İslamsız Müslüman

Senan Kazımoğlu

Birkaç gün önce benim de dahil olduğum bir üniversite topluluğu yaklaşan programları için bir afiş hazırlamışlar. Fakat üniversitenin Sağlık Kültür ve Spor Daire Başkanlığı, afişi kabul etmeyerek kendilerinin hazırladığı bir afişi topluluğa tavsiye etmişler. Afişte birçok ülkeden insanlar ve bayraklar verilmiş. Bu bayraklar içerisinde de İsrail bayrağı varmış. Ancak internetten alınan bu resimdeki İsrail bayrağı, küçük olduğu için ne üniversitenin Sağlık Kültür ve Spor Daire Başkanlığı, ne de diğer topluluktaki yetkili kişiler fark etmiş. Bu resim topluluğun sosyal medya hesaplarında paylaşıldıktan sonra, resmi gören arkadaşın birisi, anlamadan dinlemeden, topluluğun diğer üyelerine mesaj atarak, topluluğun İsrail’i propagandası yaptığını ve buradan ayrılmalarını söylemiş. Neticede birçok kişi topluluktan ayrıldı. Halbuki, bu topluluk Trump’ın Kudüs’ü İsrail’in başkenti yapma kararına karşı çıkan, bu yönde faaliyetler yapan, hatta üniversitede Filistinli öğrencilerle birlikte Kudüs paneli yapan tek topluluktu. Gelecek aylarda da Kudüs ile ilgili program yapacaklar. Fakat arkadaşın yanlış yönlendirmesi sonucunda topluluktan Filistin için ayrılanlar bu programdan maalesef haberdar olamayacak.

Bu olay yanlış anlaşılmadan olmuş. Konuşulup mesele halledildi. Ancak benim sitemim konuyu yanlış anlayıp herkesin kafasını karıştıran arkadaşa değil, ona inanıp olayı araştırmadan, anlayıp dinlemeden topluluktan ayrılan arkadaşlaradır.

Bu olay bana Afganistanlı Ferhundeyi hatırlattı. Ferhunde olayı aslında Müslümanların bugünkü içler acısı halini gözler önüne seriyor.
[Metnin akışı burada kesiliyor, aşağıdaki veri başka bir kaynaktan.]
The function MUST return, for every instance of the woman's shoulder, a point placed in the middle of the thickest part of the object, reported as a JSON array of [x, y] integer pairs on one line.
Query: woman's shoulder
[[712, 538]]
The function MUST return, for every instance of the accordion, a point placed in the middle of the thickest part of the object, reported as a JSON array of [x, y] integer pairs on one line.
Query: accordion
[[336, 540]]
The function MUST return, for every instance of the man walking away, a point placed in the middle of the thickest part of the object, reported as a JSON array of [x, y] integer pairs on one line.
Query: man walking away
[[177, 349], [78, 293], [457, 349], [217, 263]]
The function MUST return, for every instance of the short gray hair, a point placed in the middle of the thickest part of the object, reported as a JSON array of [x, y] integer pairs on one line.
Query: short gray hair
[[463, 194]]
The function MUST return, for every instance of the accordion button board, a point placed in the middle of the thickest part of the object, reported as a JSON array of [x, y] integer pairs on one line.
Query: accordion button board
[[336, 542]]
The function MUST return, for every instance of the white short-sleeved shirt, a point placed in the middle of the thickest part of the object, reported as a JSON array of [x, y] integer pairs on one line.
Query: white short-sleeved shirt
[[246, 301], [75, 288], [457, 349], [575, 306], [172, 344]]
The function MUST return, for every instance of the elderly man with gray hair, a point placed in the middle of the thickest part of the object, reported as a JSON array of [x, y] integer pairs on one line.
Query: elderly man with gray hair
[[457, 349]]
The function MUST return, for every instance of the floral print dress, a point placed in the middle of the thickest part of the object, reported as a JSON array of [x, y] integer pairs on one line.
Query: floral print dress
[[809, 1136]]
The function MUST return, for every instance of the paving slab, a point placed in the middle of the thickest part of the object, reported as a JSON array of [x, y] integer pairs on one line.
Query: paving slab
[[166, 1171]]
Afganistan’ın başkenti Kabilde yaşayan 27 yaşındaki Ferhunde İlahiyatçı ve Hafızdı. Ferhunde, bugün İslam ile alakası olmayan hurafe ve bidatlara karşı çıkıyor, bunların İslamdan olmadığını haykırıyordu. Ne hazindir ki, ölümü de bu hurafeler yüzünden olacaktı. 2015 yılında tartıştığı bir muskacı, “Bu kadın Kuranı yaktı” diyerek bir anda yüzlerce kişinin öfkesini Ferhundenin üzerine yöneltti. Daha neyin ne olduğunu araştırmadan muskacının sözüne inanan kalabalık, bir anda Ferhundenin üzerine yürüyerek onu linç ettiler, yüksek yerden attılar, kafasını taşla ezdiler, bununla da yetinmeyerek benzin döküp yaktılar. Oradaki caniler bunu din adına, İslam için, Kuran için, yaptıklarını zannediyordu. Fakat bu vahşetin hiçbir dinde yeri olmadığını anlamıyorlardı. Günler sonra gerçek ortaya çıkıyor ve muskacının Ferhundeye iftira attığı anlaşılıyordu. Ama artık Ferhunde hayatta değildi. Bu olayı da her fırsatta terörü İslam ile özleştirmek isteyen batı medyası günlerce “Müslüman Vahşeti” diye servis ediyordu.

Yaşananlar İslam Alemin ne kadar zillet içinde olduğunu bir kez daha gösteriyor. Bunu sebebi batı ve batılı zihniyetlerin düşündüğü gibi dine yaklaştığımız için değil tam aksine dinden, Kuran ve Sünnetten uzaklaştığımız içindir. Nitekim Yüce Kitabımız Kuranda: “Ey iman edenler! Eğer bir fasık size bir haber getirirse onun doğruluğunu araştırın. Yoksa bilmeden bir topluluğa kötülük edersiniz de sonra yaptığınıza pişman olursunuz.” (Hucurat 6) buyuruyor.

İşte biz sırf bu ayeti uygulamadığımız için Libya, Mısır ve Suriye başta olmakla İslam Dünyasında gözyaşları dinmiyor. Dinimizden, Kuran ve Sünnetten uzaklaştığımız müddetçe de dinmeyecek.